Travel agencies are going into 2015 with increasing sales and an improving economy, as both individual agencies and agency groups reported increases in business in 2014.

Nearly three-quarters of ASTA members said that sales for the first half of 2014 were better than or the same as for the same period a year earlier. Forty-five percent credited this growth to an increase in the number of transactions, and 43% said sales increases were due to an increased customer base.

Industry groups were reporting growth, as well. Signature Travel Group reported double-digit increases in 2014 over 2013, and advance sales for 2015 were growing faster than at the same time a year earlier.

Cruise Planners, the home-based travel agent franchise network, is projecting a 44% increase in bookings for 2015 and said that the average Cruise Planners franchisee grew its business by 26%, based on departures, in 2014.  

Ninety percent of Travel Leaders Group agencies said in September that their overall bookings were greater than or equal to 2013, and Travel Leaders Group sales were up overall in 2014.

In November, ARC said that agent sales of airline tickets were up 4.5% for the first 10 months of the year, a six-year high.

Hotel occupancy in the U.S. will reach a 30-year high next year, according to PricewaterhouseCoopers.

At the same time, the U.S. economy is improving, on track for its strongest year of job creation since 1999, according to the latest figures released by the Labor Department, and that came on the heels of job gains in September and October.

Another boon for retailers is lower oil prices, meaning consumers are spending less at the gas pump and less on home heating, freeing up dollars for discretionary spending.

Consumer confidence reflects this; the Bloomberg Consumer Comfort Index was holding steady at its second-best since shortly after the recession began, its strongest start to a holiday shopping season since 2007. (The report was produced by Langer Research Associates, which is owned by the reporter's husband.)

At the same time, more Americans are using travel agents, according to MMGY's Portrait of American Travelers, which reported that 18% of those surveyed used a travel agent, compared with 12% a year earlier. And the group that used agents the most in that period was millennials, 28% of whom used a travel agent, as opposed to 21% of mature travelers, 15% of Gen-Xers and 13% of baby boomers.

Meanwhile, more agency groups are focusing on selling agents, not supplier products, and they appear to be cracking the code when it comes to generating highly qualified, high-end leads over the Internet.

The Travel Leaders Franchise Group and Virtuoso have busted the myth that the Internet is a price-sensitive channel by creating lead-generation programs that have been resulting in sales of $20,000 to $50,000 and up.

Search engine-optimized marketing and agent biographies are central to these efforts.

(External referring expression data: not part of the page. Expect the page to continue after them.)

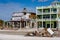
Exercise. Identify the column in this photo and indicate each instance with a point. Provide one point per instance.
(26, 24)
(58, 22)
(3, 24)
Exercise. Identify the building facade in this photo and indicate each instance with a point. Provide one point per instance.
(22, 19)
(48, 16)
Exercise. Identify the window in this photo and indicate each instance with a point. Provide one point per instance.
(46, 10)
(54, 9)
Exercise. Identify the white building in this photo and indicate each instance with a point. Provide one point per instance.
(49, 16)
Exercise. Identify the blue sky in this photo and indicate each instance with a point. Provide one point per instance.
(7, 7)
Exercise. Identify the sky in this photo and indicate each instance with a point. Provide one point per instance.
(7, 7)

Agents are getting leads for major trips, such as yearlong, round-the-world FITs.

Ensemble Travel Group relaunched its website, and it, too, ultimately will feature agent biographies and use search engine optimization to drive business to agencies that decide to participate in the program.

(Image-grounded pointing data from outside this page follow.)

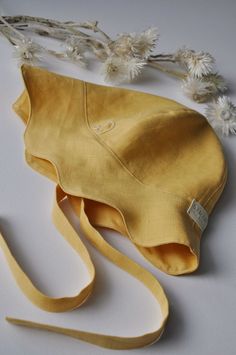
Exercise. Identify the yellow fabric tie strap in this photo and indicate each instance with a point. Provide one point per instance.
(61, 304)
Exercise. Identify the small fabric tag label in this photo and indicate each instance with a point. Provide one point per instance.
(198, 214)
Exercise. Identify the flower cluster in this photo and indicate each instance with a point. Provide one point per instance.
(27, 51)
(128, 54)
(124, 58)
(221, 114)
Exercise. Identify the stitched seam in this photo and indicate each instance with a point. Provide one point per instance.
(178, 197)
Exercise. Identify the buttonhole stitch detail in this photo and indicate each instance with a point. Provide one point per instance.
(104, 127)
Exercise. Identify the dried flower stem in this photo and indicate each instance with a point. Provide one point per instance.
(174, 73)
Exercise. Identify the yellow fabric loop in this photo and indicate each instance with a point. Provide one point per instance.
(64, 226)
(44, 302)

Marketing agents, not travel suppliers, is the core philosophy of a year-old host agency, the Gifted Travel Network.

The retail travel community has also begun to rally behind ASTA, with several groups mandating membership in the travel agent trade group or promoting it heavily at meetings held by consortia, franchises and host agencies. That trend started with an unprecedented meeting of consortia heads and ASTA executives last winter and picked up steam from there.

Signature Travel Network and Travel Leaders Associates have mandated ASTA membership for their members, and the MAST Travel Network, representing agencies in the Midwest, is subsidizing dues for its member agencies.

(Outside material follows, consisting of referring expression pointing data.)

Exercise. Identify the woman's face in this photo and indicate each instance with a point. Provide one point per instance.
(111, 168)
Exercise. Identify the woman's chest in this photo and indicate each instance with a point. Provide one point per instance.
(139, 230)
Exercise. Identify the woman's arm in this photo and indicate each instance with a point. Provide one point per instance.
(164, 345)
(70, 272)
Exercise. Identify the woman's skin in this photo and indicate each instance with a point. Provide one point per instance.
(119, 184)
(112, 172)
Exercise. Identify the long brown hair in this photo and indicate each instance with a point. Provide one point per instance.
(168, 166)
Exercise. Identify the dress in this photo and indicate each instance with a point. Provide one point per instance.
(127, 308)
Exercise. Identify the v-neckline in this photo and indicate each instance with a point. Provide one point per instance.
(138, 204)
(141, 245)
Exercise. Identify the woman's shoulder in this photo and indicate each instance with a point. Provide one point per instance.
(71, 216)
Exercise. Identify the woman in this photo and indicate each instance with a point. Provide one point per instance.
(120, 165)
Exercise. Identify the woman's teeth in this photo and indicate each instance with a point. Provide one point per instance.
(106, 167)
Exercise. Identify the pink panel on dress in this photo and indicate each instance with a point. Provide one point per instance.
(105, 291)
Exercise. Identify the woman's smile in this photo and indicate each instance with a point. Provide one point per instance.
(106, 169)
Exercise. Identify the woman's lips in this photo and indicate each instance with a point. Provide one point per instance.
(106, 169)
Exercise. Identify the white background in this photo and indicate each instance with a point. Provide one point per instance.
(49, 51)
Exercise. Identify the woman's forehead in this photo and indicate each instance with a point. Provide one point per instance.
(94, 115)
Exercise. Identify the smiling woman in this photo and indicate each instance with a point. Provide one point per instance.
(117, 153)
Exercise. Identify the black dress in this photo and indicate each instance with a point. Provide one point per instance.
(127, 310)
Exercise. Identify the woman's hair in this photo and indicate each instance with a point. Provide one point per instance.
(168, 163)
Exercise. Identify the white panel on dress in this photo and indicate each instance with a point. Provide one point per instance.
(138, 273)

ASTA is the only agency organization that routinely monitors legislative initiatives on the federal, state and local levels that have the potential not just to hurt agencies but in some cases to shut them down. This is particularly true in tough economic times, when politicians leave no stone unturned searching for new revenue.

However, it has struggled to communicate this value to rank-and-file members. ASTA estimates that only 24% of U.S. agents belong to ASTA.

The Society has been reaching out to agents in a variety of ways. Zane Kerby, ASTA's president and CEO, has attended many non-ASTA industry events, and other industry staffers are speaking or conducting workshops at consortium meetings. The stated goal of this outreach is to communicate ASTA's value to agents and get feedback from them, as well.